The present invention relates to data storage systems, and more particularly, this invention relates to a method for dynamic consistency group formation in a storage system.
A possible and continuing goal in the data storage industry is that of data consistency, which has become a focal feature of modern data storage systems. The continuing benefit for increasing consistency has spawned an industry dedicated to providing storage solutions to enterprise customers with huge storage capacity and stringent data consistency requirements.
Data stored on a source storage system and a target storage system should be consistent with respect to both data content and data structure. As such, data are typically migrated to the target storage system in the same order as they were written to the source storage system. Since migration of data to the target storage system often occurs concurrent to writing the data to the source storage system or using the data on the source storage system, events occur where data being written is simultaneously being accessed and/or changed on another system, known as collisions. These collisions dictate that the migration to the target storage system wait for completion of the corresponding write operation to the source storage system, resulting in unacceptable latency during write and migrate operations.

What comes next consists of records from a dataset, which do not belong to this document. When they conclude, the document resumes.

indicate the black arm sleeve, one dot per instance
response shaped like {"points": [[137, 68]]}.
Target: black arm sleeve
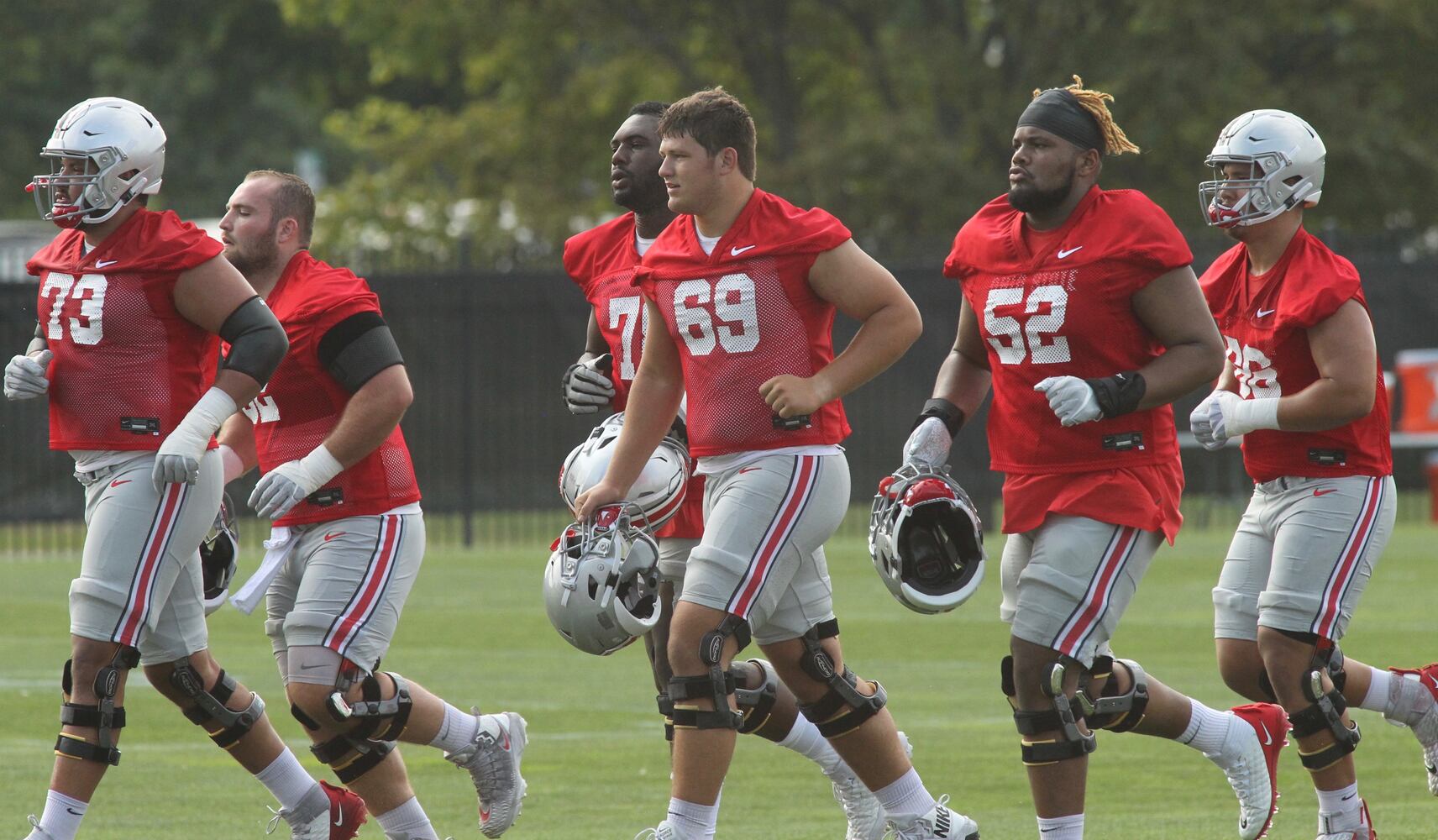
{"points": [[357, 349], [40, 339], [258, 343]]}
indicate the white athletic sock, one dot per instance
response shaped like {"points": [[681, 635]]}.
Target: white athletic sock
{"points": [[407, 820], [286, 780], [1068, 827], [1343, 805], [806, 739], [694, 820], [62, 816], [906, 799], [1207, 728], [1377, 698], [458, 731]]}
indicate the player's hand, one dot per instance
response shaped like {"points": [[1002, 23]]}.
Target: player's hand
{"points": [[585, 387], [24, 375], [594, 498], [286, 485], [793, 396], [1203, 426], [1070, 399], [928, 444]]}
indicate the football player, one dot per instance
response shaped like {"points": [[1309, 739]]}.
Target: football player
{"points": [[1083, 315], [745, 286], [339, 486], [131, 310], [1304, 389], [601, 262]]}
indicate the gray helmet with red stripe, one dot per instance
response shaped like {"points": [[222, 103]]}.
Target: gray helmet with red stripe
{"points": [[659, 490], [601, 581], [926, 539]]}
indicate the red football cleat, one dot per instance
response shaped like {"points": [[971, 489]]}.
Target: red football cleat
{"points": [[1272, 725], [347, 811]]}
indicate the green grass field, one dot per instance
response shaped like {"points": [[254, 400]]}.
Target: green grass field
{"points": [[597, 765]]}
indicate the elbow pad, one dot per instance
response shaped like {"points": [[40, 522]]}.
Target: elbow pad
{"points": [[258, 343], [357, 349]]}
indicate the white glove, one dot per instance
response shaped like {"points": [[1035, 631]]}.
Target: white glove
{"points": [[585, 389], [928, 444], [286, 485], [24, 375], [1230, 415], [179, 456], [1203, 428], [1072, 400]]}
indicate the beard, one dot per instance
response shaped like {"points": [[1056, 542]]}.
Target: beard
{"points": [[254, 260], [1036, 200]]}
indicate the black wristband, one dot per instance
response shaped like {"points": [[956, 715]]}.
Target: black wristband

In an increasingly global economy, where business often occurs internationally and storage needs span the globe, increased latency affects the performance and viability of storage systems, particularly when considering that the distance between the source storage system and the target storage system, which is quite common in the global economy, greatly amplifies the latency experienced during a given collision.
Current state-of-the-art techniques employ several approaches to provide users with an acceptable consistency within storage systems, including symmetrical (synchronous) solutions and asymmetrical (asynchronous) solutions.
Symmetrical storage solutions copy data written to a source storage system from the source storage system to a target storage system, and then copy the data back to the source storage system. This solution guarantees consistency among the source data and target data, but also results in collisions. Therefore, symmetrical storage solutions suffer from latency that detracts from data accessibility and inhibits or even prohibits deployment of the storage solutions in practice.
Asymmetrical storage solutions copy data from a source storage system to a target storage system, which may be recovered on demand. Asymmetrical storage solutions do not suffer from collisions as frequently as symmetrical solutions, since the data transmission is unidirectional, but neither can they guarantee consistency, especially with regard to data structure. Therefore, asymmetrical storage solutions are inadequate to meet current industry data consistency needs.
Therefore, a method for ensuring consistency of data between a source storage system and a target storage system that minimizes latency caused by collisions would find great utility and benefit in the data storage industry.